LE CHANT DE L'OISEAU SOLITAIRE

Chapitre 25 : Les crocs de la reine


Comme l’avait demandé Iphranir, je me présentais à lui une heure plus tard, à l’entrée du camp. Une quinzaine de chevaux attendaient patiemment leurs cavaliers, qui revêtaient leurs armures un peu plus loin. Un peu perdu, je restais un moment à caresser la tête d’une jument noire, jusqu’à ce que le chef d’expédition ne me remarque. L’elfe m’offrit un sourire encourageant et m’invita à les rejoindre. Iphranir me tendit immédiatement un casque et un plastron doré, semblable aux autres elfes qui m’observaient curieusement. Le casque fut relativement facile à enfiler… Le plastron beaucoup moins. Mes ailes ne rentraient pas à l’intérieur et même mouillée, je savais qu’elles referaient leur apparition tôt ou tard.
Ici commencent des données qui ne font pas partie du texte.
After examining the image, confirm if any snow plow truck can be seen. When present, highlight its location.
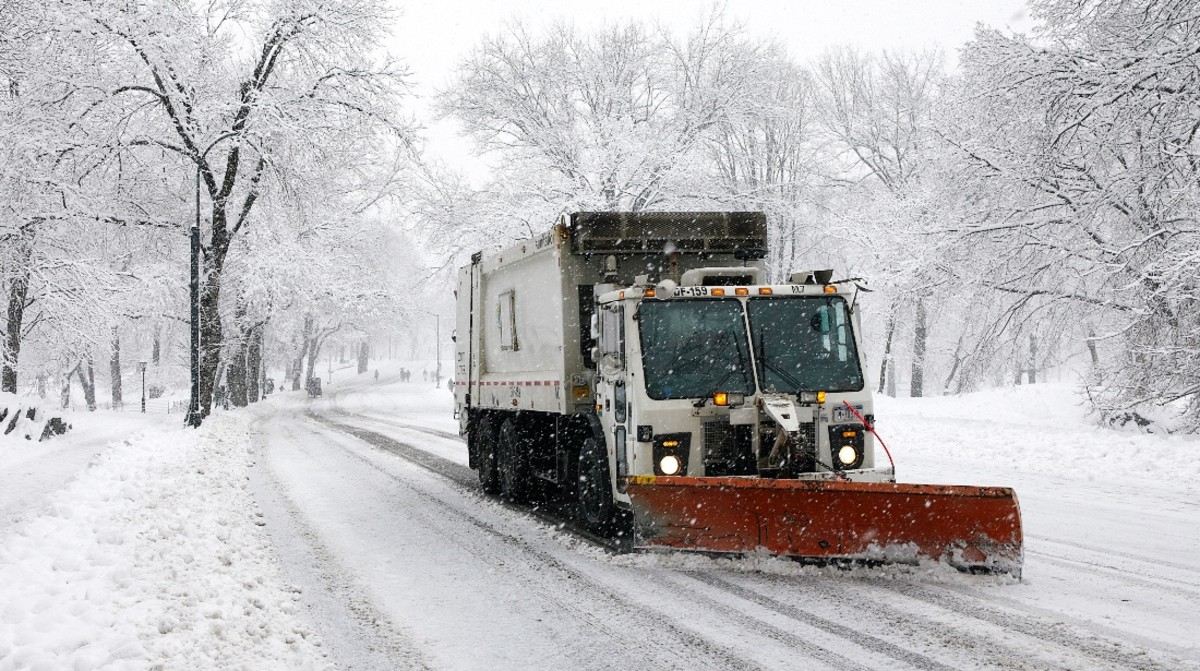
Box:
[454,211,1022,576]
Iphranir était ennuyé à l’idée de me laisser sans protection, aussi inova t-il. Il saisit une cotte de maille et détacha plusieurs maillon pour laisser passer mes ailes, dont les excroissances dépassaient de mes épaules. Après quelques minutes de forçage, j’étais fin prêt à prendre la route.


“Tu sais monter à cheval ? me demanda Iphranir.”


Je souris franchement. Bien sûr que oui, mon passé de voleur m’avait appris à m’y faire rapidement. J’hochai la tête. Il s’avança vers le troupeau de chevaux et saisit la bride de la jument avec laquelle j’avais sympathisé quelques minutes plus tôt.


“Elle s’appelle Gawell. C’est la fille de mon étalon. Elle est… caractérielle. Mais je pense que vous pouvez bien vous entendre. J’ai vu que vous avez établi un premier contact.”


Je tendis la main vers le cheval. Il renifla avec attention avant de souffler des naseaux. Je posai la main sur sa tête et commençait à la caresser. Iphranir me laissa la bride dans les mains et se reprocha du groupe de cavaliers. Certains grimpaient déjà sur leurs montures, d’autres attendaient sagement à leurs pieds les ordres. Iphranir monta sur une caisse pas encore chargée sur l’une des trois charrettes de l’exposition.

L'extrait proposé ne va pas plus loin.